- Born: 22 November 1944 Wem, Shropshire, UK
- Died: 4 August 2016 (aged 71) Valencia, Spain
- Branch: British Army
- Service years: 1962–1985

= Barry Davies (British Army soldier) =

British soldier (1944–2016)

Barry Davies, BEM (22 November 1944 – 18 April 2016) was a British Army infantry soldier who served with the Welsh Guards and the Special Air Service regiments. He was later a published author, and worked in television production.

==Early life==
Davies was born on 22 November 1944 during World War II, in Wem, in the county of Shropshire, where his father was a farmer.

==Military career==
In 1962 at the age of 18 he enlisted with the British Army's Welsh Guards, which he served with for 4 years. At the age of 22 he applied to join the Special Air Service Regiment, and having passed its selection course was transferred into it, and went on to have an extensive career with its squadrons for almost 20 years around the world, including in service in Northern Ireland during Operation Banner, Oman, Malaya, Africa and Latin America.

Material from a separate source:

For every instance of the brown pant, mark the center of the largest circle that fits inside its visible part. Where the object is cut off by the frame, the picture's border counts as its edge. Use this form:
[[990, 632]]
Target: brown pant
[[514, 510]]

In 1977 he took part in an anti-terrorist operation to rescue 91 passengers of Lufthansa Flight 181 after the aeroplane had been hijacked at Mogadishu airport. Davies had originally been sent to the scene to act as an observer and advisor, but once there ended up taking part in the armed assault on the plane to free the hostages, for which he was awarded the British Empire Medal.

==Post-military career==
Davies retired from the British Army in 1985, and found employment as a consultant and product development and sales executive with the Cardiff based B.C.B. International, Ltd., a military, police and survival equipment manufacturer.

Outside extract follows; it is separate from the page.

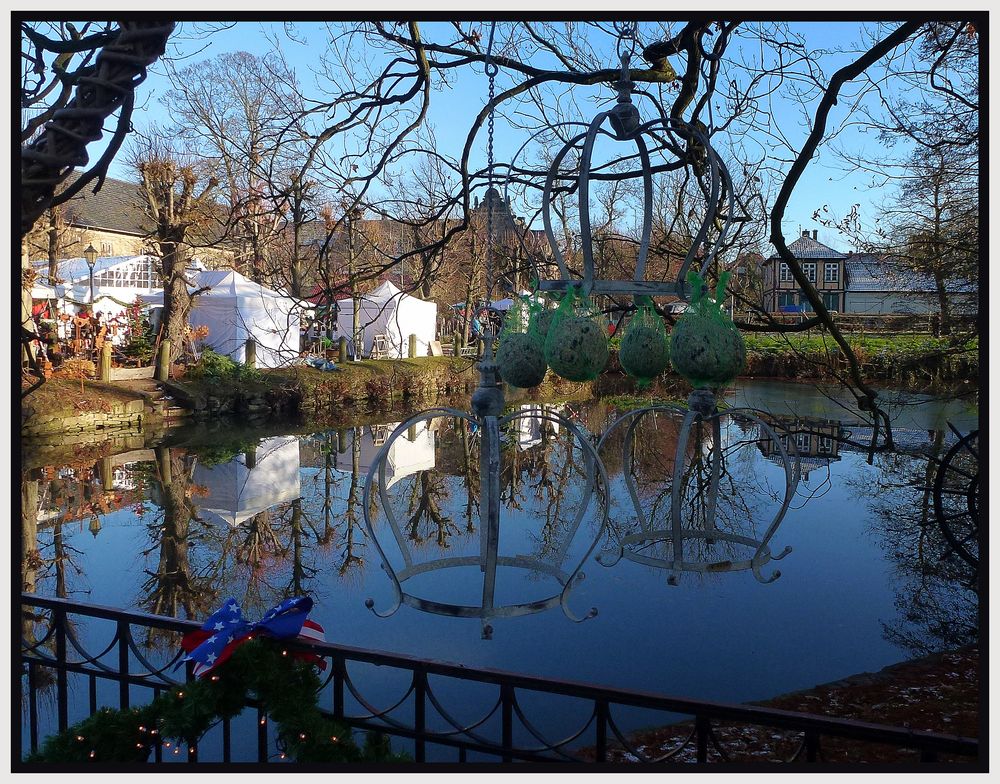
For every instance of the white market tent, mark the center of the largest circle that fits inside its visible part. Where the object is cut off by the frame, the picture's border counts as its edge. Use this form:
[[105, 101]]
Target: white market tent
[[236, 492], [234, 308], [388, 311]]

He became a prolific author, publishing a number of books on the Special Air Service Regiment and survival guides, including Fire Magic: Hijack to Mogadishu (1994), S.A.S. Rescue (1997), Heroes of the S.A.S. (2000), S.A.S.: The Illustrated History (1996), Operation Royal Blood (2001), S.A.S.: Shadow warriors of the 21st Century (2002), The Complete History of the S.A.S. (2011).

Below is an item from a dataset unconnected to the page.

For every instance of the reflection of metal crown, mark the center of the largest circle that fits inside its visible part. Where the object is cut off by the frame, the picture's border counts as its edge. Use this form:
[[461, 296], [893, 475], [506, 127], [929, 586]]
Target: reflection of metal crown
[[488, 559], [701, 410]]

Davies was also employed as an advisor/presenter, and occasionally dramatically acted in British television productions based upon Special Forces' soldiering in the 1990s and early 2000s, including the documentary The Widow, the Terrorist & the S.A.S. (1996), S.A.S. Survival Guide: Escape, Evasion & Survival (1999), SAS: Are You Tough Enough? (2002–04), and 'Spymaster' (2004).

==Personal life==
Davies married four times and was the father of two children, a son and daughter from his second marriage.

==Death==
Davies died on 18 April 2016 from a heart attack in Valencia in Spain, where he had resided since the late 1990s.